Thursday, May 29, 2008

RIGHT-WINGERS BASH MEDIA FOR BASHING McCAIN USING RIGHT-WING MEMES

The Project for Excellence in Journalism has released a new study of campaign media coverage, and the Internet right is being predictably self-righteous. NewsBusters says:

Left-leaning Journalism Group Admits McCain Gets Worse Media Treatment

Ed Morrissey of Hot Air says,

Study shows media treats McCain negatively, Obama and Clinton kindly

That's true -- with some big caveats.

From January 1, just before the Iowa caucuses, through March 9, following the Texas and Ohio contests, the height of the primary season, the dominant personal narratives in the media about Obama and Clinton were almost identical in tone, and were both twice as positive as negative...

On the Republican side, John McCain, the candidate who quickly clinched his party’s nomination, has had a harder time controlling his message in the press. Fully 57% of the narratives studied about him were critical in nature, though a look back through 2007 reveals the storyline about the Republican nominee has steadily improved with time.


As an explanation for the positive coverage of Democrats, the first thing to notice is the cutoff date of the survey -- March 9. Things had only begun getting really ugly on the Democratic side by then; as we're told in the survey, the press mostly took its cue from the campaigns themselves. When the Democratic race started to feature more attacks, Obama's coverage became more negative:

The year started off with pro-Obama assertions representing 77% of the narratives studied about him. But by early March that figure had dropped to 53%, a 24-point decline.

As for McCain, what was the basic message of the negative coverage he received? That he wasn't conservative enough -- a message that "liberal media" bashers like Morrissey and NewsBusters don't want to admit came from the right itself.

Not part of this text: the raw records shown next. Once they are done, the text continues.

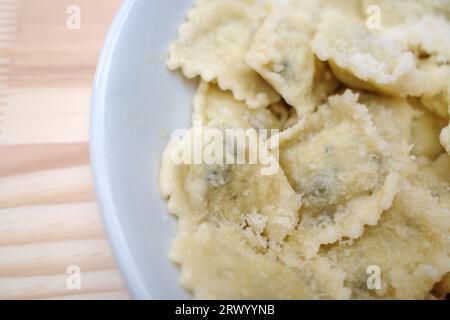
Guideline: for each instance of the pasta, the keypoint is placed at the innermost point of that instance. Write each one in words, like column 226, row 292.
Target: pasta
column 346, row 183
column 339, row 185
column 213, row 44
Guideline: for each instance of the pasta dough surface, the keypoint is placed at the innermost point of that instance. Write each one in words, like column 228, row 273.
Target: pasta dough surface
column 213, row 44
column 355, row 120
column 346, row 183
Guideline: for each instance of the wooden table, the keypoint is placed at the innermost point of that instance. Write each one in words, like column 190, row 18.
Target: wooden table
column 49, row 220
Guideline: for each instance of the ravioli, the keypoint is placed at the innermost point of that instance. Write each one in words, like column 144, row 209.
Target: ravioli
column 353, row 119
column 401, row 60
column 213, row 44
column 346, row 183
column 410, row 246
column 281, row 53
column 218, row 108
column 414, row 129
column 235, row 271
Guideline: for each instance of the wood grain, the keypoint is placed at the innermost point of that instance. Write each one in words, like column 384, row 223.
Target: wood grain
column 48, row 215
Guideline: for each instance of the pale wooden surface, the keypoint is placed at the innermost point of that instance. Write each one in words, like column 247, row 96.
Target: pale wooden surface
column 48, row 216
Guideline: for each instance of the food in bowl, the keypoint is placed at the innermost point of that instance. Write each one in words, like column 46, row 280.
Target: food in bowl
column 317, row 164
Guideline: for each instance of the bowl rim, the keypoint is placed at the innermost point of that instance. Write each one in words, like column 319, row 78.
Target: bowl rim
column 109, row 213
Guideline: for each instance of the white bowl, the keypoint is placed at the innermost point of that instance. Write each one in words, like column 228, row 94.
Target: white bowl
column 136, row 104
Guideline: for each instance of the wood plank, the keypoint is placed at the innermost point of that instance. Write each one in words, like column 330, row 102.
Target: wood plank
column 63, row 57
column 45, row 116
column 62, row 222
column 112, row 295
column 47, row 187
column 16, row 160
column 54, row 257
column 40, row 287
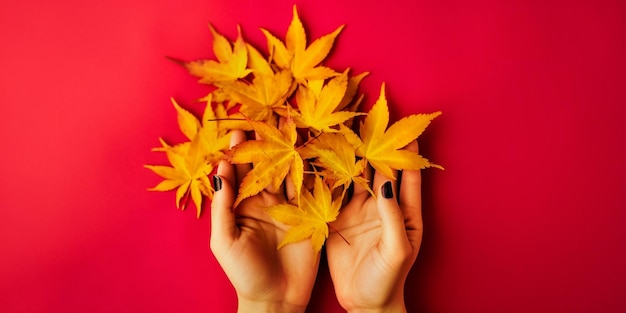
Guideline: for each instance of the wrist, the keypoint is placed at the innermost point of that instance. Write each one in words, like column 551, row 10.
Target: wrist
column 396, row 306
column 261, row 306
column 389, row 309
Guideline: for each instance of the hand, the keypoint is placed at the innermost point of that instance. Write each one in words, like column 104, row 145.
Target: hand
column 384, row 235
column 244, row 241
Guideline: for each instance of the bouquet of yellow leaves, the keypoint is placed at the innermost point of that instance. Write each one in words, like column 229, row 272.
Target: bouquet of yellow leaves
column 316, row 106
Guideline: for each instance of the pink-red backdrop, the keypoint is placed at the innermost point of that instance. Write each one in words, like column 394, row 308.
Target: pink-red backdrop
column 529, row 215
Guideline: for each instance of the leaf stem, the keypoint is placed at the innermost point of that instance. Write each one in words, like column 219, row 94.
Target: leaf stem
column 338, row 233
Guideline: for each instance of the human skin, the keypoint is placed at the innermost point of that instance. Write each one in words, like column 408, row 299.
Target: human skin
column 244, row 241
column 384, row 235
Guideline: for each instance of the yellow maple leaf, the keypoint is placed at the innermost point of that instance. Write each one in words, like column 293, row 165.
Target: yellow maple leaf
column 382, row 147
column 311, row 218
column 188, row 173
column 317, row 108
column 294, row 54
column 231, row 62
column 336, row 157
column 218, row 138
column 274, row 156
column 266, row 94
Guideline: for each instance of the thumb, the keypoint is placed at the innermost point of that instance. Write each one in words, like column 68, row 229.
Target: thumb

Overall, from January 1 through March 9, 2008, the coverage of [McCain's] master narrative was 57% negative versus 43% positive.

Within that battle, one criticism has proved particularly persistent. Claims that he is not a reliable conservative and may alienate the conservative core of the party accounted for fully half of all threads studied during this time (and 88% of the all negative threads).


Basically, the negative stories about McCain tracked the Limbaughnista right's increasing hysteria about McCain in an almost linear fashion, peaking just at the time when they were shrieking and howling the loudest that a McCain primary victory would be the end of the GOP (and thus civilization) as we know it:

Through mid-February, McCain continued to lose control of the personal narrative, despite his electoral success. During this period, negative messages reached the highest level of any candidate during this study (65% negative). Despite strong wins on Super Tuesday, which cemented his lead and led to a Romney withdraw (February 7), the battle for positive personal coverage proved elusive.

Questions about McCain’s conservative credentials shot to nearly two-thirds (62%) of the personal assertions about the GOP candidate during this time.

McCain supporters amped up their defense and managed to double the presence of rebuttals to this charge (12% versus 6% in the previous time period). That still meant that doubts about McCain’s conservatism outweighed defenses of it by roughly five to one.


Nevertheless, McCain had "a roughly 50-50 split between positive and negative personal narratives from February 18 -- March 9." That's when Obama's positive coverage dropped to 53%.

Not a huge difference.

So once the other GOP candidates started dropping out of the race and the Republican Party started to focus on winning the general election, the press started being nicer to McCain -- roughly as nice as it was being to Barack Obama.

And now that the right's grumbling about McCain has effectively stopped, I suspect the numbers for the rest of March, April, and May -- not to mention the rest of the year -- are going to look very, very different.